Esperemos que se mantenha longe e que as ilhas permaneçam em alerta mas em segurança ...


----------



## Wessel1985 (2 Out 2019 às 06:48)

E agora por aqui a juntar se ao vento forte veio a chuva que começou por cair com alguma intensidade apesar de intermitente ao longo do tempo ...

Um autêntico temporal de inverno ... Vento muito forte puxado a chuva não muito intensa ...

Felizmente por agora a coisa parece controlada ...


----------



## Orion (2 Out 2019 às 08:36)

Bom, e ao contrário do que estava previsto, a 'sorte' acabou mesmo.

O GOc escapou por pouco à zona convectiva restante na metade norte mas entrou no que restava do núcleo.












Tendo em conta o aviso 39A, o Lorenzo tinha 80 nós de intensidade às 06h locais (cat. 1 intenso)*. Às 05h locais, foi registado na estação das Flores um vento de 80.3 qph (equivalente a TT) e 969.8hPa. É esperar por mais informações do instituto.

Foi registada ondulação máxima a rondar os 48 pés/14.6 metros (por volta das 04:17 locais) a sul do GOc. A boia fez muita falta:






Provavelmente não houve mais precipitação no GOc (tendo em conta o que vejo nas estações do IPMA) devido a intrusões de ar seco.

*É possível que no relatório final (publicado para o ano) o furacão tenha chegado às ilhas com 85 nós de intensidade (oficialmente um cat. 2). É esperar para ver.


----------



## Orion (2 Out 2019 às 08:49)

Ainda pode ocorrer precipitação relevante nas ilhas (ver aqui e aqui).

A ventania vai durar mais um pouco.


----------



## Orion (2 Out 2019 às 09:00)

Pelas estações da RHA, não houve muita diferença para com um temporal de inverno (mais intenso).

Ainda não vi a situação no terreno mas é possível que tenha sido bem melhor do que o esperado à boleia de uma passagem fortuita pelo núcleo que, devido à deformação do campo de ventos e contínuo enfraquecimento, poupou as ilhas do pior.

Pura especulação.
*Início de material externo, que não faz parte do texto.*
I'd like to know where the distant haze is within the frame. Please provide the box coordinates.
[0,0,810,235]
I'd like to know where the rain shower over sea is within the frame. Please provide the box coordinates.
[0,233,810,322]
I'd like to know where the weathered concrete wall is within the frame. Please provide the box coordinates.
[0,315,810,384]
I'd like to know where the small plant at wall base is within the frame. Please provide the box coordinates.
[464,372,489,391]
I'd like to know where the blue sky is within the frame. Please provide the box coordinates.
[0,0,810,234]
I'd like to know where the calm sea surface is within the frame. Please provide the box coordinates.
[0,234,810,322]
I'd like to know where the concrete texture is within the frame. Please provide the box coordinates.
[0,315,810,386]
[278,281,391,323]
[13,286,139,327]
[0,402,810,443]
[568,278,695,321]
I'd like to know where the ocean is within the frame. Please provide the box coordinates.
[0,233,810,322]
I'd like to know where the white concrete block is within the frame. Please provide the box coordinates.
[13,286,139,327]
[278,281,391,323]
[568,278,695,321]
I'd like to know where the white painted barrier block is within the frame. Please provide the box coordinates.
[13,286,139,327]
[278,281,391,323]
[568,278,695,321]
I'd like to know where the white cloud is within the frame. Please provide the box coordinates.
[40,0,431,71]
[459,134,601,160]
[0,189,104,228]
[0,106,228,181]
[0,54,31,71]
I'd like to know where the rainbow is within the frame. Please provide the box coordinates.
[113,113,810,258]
Mais informação nas próximas horas.


----------



## Açor (2 Out 2019 às 09:22)

De São Miguel relato algumas rajadas de vento mais intensas, mas nada de anormal. 
De Inverno há temporais bastante piores. Daqui da minha casa  até consigo ouvir as ondas bater na costa mas nada de outro mundo.


----------



## Kamikaze (2 Out 2019 às 09:27)

Sigo com um pico de vento muito intenso que já dura há cerca de hora e meia.

Em plena rotação para oeste, o vento assobia com alguns aguaceiros à mistura e ondulação tempestuosa.


----------



## fablept (2 Out 2019 às 09:36)

Orion disse:


> Pelas estações da RHA, não houve muita diferença para com um temporal de inverno (mais intenso).
> 
> Ainda não vi a situação no terreno mas é possível que tenha sido bem melhor do que o esperado à boleia de uma passagem fortuita pelo núcleo que, devido à deformação do campo de ventos e contínuo enfraquecimento, poupou as ilhas do pior.
> 
> Pura especulação. Mais informação nas próximas horas.



Pelo que encontrei, a estação que registou a rajada mais forte foi na Horta, 145kmh, o aeroporto das Flores registou 122kmh.

https://www.ogimet.com/display_stations.php?tipo=AND&isyn=&oaci=&nombre=&estado=Portugal&enviar=Ver

Vamos aguardar por dados do IPMA..


----------



## SpiderVV (2 Out 2019 às 10:02)

Orion disse:


> Pelas estações da RHA, não houve muita diferença para com um temporal de inverno (mais intenso).
> 
> Ainda não vi a situação no terreno mas é possível que tenha sido bem melhor do que o esperado à boleia de uma passagem fortuita pelo núcleo que, devido à deformação do campo de ventos e contínuo enfraquecimento, poupou as ilhas do pior.
> 
> Pura especulação. Mais informação nas próximas horas.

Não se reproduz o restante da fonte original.